2. Materials and Methods
2.1. Design
A quasi-experimental single-group pretest–post-test study.
2.2. Subjects
Subjects were consecutively recruited from four different Spanish eye care centers from March 2022 to July 2023: Optometric Clinic of University of Alicante (Alicante), Department of Ophthalmology of the Vithas Medimar International Hospital (Alicante), Optometric Clinic of Lluis Alcanyís Foundation of the University of Valencia (Valencia), and Clínica Rementería (Madrid).
Sample size was calculated by the online sample size calculator GRANMO (
https://www.datarus.eu/aplicaciones/granmo/ (accessed on 16 August 2024)), considering the detection of a difference in VA of 0.10 logMAR, a common standard deviation of 0.11 logMAR according to a previous study [
12], an alpha error of 0.05, a statistical power of 95% and a drop-out rate of 20%. A minimum sample size of 20 subjects was found to be necessary.
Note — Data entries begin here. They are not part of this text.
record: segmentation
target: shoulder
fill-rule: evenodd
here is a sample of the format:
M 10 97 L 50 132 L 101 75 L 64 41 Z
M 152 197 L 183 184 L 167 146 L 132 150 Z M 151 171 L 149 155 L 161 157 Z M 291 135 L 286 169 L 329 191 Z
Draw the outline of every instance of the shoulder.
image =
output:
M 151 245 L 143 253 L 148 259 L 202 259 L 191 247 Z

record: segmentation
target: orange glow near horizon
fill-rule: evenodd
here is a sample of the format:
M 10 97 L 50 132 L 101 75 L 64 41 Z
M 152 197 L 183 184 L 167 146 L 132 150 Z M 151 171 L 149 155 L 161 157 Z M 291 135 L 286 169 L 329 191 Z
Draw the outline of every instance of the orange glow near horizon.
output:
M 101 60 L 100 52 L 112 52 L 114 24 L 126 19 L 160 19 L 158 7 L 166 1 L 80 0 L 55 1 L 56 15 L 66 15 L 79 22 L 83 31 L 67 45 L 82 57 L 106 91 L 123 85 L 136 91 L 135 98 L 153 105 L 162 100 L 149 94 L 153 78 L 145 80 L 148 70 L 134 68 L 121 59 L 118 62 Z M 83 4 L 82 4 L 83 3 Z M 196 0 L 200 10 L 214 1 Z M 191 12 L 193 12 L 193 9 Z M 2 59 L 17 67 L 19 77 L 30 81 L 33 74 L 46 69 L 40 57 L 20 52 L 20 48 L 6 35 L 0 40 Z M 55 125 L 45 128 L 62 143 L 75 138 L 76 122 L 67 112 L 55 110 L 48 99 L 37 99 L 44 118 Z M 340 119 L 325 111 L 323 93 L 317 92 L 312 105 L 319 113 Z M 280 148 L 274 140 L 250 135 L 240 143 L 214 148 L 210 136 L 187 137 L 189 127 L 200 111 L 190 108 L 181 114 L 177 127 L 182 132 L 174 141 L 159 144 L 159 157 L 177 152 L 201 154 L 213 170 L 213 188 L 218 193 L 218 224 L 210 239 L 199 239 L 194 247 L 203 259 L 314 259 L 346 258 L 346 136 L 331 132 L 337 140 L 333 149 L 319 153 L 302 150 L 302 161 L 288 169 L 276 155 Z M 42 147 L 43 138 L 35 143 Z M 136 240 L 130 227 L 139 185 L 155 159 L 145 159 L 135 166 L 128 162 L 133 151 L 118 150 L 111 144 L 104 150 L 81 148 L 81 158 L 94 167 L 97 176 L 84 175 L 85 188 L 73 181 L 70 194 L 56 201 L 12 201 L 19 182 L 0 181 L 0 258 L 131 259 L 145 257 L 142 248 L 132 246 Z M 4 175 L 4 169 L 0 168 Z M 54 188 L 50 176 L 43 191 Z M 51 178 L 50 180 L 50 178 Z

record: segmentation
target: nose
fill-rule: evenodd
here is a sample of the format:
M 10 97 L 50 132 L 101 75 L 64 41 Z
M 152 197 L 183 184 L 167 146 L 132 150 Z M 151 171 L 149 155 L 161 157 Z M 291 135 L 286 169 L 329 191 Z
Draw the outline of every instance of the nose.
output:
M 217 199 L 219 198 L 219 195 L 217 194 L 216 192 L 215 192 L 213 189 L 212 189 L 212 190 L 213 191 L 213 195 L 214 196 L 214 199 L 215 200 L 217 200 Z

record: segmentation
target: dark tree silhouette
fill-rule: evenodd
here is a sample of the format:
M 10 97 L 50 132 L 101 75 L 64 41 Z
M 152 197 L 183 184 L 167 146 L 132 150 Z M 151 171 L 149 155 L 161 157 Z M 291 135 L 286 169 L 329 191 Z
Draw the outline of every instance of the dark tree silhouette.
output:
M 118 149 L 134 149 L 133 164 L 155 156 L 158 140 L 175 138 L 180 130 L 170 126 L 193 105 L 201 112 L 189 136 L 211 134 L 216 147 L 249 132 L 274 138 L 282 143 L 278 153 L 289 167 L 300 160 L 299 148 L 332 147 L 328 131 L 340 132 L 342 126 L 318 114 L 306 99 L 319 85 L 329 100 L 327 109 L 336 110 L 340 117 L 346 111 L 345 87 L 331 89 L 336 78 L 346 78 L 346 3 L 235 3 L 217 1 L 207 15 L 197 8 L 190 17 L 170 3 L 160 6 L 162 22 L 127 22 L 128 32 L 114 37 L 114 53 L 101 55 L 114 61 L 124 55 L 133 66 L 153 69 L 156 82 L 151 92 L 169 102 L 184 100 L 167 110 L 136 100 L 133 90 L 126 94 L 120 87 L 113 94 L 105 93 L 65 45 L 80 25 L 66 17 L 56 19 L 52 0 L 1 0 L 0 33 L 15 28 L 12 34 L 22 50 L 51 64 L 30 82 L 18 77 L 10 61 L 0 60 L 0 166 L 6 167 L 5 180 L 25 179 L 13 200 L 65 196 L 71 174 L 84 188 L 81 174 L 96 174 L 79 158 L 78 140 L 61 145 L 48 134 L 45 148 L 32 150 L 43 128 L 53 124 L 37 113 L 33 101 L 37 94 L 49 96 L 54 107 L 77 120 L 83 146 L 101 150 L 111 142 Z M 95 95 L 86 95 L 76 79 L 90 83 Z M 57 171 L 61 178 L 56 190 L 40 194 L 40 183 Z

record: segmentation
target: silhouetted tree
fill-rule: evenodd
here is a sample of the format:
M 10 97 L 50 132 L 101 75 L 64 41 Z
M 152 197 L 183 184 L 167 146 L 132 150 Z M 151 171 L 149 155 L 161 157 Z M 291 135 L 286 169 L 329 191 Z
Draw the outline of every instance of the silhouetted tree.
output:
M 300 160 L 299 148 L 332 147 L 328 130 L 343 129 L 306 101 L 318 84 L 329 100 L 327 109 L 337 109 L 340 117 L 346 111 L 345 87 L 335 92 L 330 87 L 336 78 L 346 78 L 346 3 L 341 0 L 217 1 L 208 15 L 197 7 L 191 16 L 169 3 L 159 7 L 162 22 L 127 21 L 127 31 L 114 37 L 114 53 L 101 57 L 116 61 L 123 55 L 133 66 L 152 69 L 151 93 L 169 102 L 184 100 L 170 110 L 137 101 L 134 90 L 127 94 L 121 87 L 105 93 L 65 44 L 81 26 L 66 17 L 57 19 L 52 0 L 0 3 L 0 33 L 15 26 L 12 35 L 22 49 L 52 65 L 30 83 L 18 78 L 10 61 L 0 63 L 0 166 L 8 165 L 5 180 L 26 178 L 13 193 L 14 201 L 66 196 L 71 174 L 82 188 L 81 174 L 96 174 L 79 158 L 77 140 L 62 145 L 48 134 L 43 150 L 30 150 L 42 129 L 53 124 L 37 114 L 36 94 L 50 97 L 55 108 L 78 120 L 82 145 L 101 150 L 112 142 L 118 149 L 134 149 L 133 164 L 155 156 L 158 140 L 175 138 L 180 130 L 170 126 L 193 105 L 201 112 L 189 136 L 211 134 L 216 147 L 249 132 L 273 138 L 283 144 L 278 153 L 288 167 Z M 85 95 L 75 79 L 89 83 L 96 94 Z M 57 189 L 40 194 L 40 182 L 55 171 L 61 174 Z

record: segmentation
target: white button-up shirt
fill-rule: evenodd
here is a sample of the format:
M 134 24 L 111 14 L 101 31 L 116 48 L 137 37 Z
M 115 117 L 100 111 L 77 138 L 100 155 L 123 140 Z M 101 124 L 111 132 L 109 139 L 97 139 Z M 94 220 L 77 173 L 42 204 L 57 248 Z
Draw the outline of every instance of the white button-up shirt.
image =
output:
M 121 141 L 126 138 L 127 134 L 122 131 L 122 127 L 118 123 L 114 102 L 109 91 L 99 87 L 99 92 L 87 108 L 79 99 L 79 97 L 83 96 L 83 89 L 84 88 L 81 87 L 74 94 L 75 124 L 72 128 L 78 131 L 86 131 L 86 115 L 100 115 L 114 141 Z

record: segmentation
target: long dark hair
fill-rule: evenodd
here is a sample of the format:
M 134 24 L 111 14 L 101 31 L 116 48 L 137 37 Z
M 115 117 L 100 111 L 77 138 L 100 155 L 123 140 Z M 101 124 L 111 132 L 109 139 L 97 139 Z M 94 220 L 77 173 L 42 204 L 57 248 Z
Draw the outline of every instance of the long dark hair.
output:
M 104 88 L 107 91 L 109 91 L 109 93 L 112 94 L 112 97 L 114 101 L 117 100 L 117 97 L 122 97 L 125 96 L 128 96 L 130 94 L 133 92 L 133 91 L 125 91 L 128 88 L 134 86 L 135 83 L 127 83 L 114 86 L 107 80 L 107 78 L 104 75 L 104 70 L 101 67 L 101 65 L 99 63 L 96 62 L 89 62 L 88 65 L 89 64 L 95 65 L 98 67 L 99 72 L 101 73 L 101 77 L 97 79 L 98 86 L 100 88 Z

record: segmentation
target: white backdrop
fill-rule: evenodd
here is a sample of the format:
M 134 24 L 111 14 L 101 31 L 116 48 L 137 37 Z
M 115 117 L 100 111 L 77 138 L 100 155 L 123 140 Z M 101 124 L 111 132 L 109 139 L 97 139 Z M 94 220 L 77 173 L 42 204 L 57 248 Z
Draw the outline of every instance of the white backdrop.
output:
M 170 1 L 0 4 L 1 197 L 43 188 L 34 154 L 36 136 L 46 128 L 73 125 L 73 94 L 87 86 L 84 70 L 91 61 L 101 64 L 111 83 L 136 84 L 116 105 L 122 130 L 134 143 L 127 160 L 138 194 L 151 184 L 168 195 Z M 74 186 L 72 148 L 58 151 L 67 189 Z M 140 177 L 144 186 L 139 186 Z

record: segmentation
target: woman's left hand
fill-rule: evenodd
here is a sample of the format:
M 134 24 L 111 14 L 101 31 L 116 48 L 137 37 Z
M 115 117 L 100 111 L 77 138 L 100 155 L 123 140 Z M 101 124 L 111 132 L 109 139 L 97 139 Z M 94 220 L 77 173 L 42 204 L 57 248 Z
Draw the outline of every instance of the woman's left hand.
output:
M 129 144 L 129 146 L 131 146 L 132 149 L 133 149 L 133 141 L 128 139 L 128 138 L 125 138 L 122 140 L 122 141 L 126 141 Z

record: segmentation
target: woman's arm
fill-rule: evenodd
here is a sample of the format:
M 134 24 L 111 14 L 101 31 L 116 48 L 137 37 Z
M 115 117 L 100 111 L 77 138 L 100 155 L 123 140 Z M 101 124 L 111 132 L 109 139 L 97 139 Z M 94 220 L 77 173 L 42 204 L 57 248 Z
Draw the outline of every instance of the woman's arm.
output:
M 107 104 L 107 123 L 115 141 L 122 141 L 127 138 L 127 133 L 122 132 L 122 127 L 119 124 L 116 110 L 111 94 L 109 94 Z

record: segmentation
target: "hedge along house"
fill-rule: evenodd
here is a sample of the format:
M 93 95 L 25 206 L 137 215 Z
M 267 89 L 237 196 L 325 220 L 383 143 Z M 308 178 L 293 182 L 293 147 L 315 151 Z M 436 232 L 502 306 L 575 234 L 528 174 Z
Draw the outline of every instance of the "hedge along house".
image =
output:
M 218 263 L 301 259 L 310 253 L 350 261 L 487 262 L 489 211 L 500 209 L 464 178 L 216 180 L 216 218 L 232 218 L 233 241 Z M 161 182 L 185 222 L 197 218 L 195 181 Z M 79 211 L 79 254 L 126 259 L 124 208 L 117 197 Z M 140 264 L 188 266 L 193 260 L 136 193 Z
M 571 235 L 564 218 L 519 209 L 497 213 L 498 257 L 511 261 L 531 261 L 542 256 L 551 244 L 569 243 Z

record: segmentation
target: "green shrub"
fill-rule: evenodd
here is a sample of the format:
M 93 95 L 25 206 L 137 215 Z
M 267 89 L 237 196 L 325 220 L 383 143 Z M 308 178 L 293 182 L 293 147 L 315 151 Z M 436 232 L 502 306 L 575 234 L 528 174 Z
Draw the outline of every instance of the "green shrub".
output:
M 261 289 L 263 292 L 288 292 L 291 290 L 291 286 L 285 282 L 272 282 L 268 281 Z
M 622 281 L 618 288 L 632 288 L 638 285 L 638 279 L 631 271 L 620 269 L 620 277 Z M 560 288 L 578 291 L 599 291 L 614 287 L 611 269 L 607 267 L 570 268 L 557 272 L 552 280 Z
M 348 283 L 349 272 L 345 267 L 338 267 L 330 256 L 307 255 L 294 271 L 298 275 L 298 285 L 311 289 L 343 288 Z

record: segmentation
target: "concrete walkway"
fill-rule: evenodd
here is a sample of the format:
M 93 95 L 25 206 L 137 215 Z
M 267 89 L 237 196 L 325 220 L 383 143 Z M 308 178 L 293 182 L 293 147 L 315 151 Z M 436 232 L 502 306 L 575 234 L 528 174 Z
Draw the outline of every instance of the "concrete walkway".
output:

The study protocol was approved by the local medical Ethics Committee (Hospital General de Alicante, ISABIAL) with reference number 2021/110. All participants and their parents/guardians signed an informed consent following the tenets of Helsinki Declaration prior to inclusion as participants.
2.3. Selection Criteria
Inclusion criteria were anisometropic children with ages from 5 to 15 years old with amblyopia. Anisometropia was accepted as inclusion criterion when there was a difference ≥1.00 D in the spherical equivalent between eyes or a difference ≥1.50 D in the astigmatism magnitude. No restriction was applied in terms of astigmatic axes. Amblyopia was accepted as inclusion criterion when a difference of 0.10 logMAR VA was present between eyes. No exclusion criteria were applied in terms of severity of amblyopia.
Subjects could have been treated in the past with other treatments as occlusion, atropine, or binocular visual therapy with the condition of discontinuing any treatment at least 2 weeks before the inclusion in our study to avoid interferences between treatments and evaluate the effect of the proper dichoptic training. Most subjects abandoned previous treatments some months before starting, because they did not experience further improvements.
Subjects with strabismus over 10 prism diopters (PD) as measured by the prism alternating cover test were excluded, and only subjects with microstrabismus and anomalous retinal correspondence were included, that is small strabismus with some degree of binocular vision (as confirmed by the Worth 4-dot test and stereopsis measurement). Exclusion criteria were subjects with strabismus over 10 PD, nystagmus, or other ocular diseases that could affect visual performance.
Participants had to follow a training program scheduled by the visual specialist, and to assist to the control visits. In addition, participants had to be able to understand the exercises and perform the training. Since treatment was based on a home-based training, participants had to use a personal computer with internet connection, as the platform used was cloud-based.
2.4. Clinical Examination
Subjects were examined previously to baseline visit to ensure that they met the selection criteria. Objective and subjective refraction (with and without cycloplegia) were performed, and therefore the best refraction to prescribe was determined. Most subjects were already wearing the best refraction prior to this selection visit since they were followed by their visual specialists during the previous months (years in some cases). If any significant change in refraction was detected, refraction was changed and an adaptation period of at least 8 weeks was needed.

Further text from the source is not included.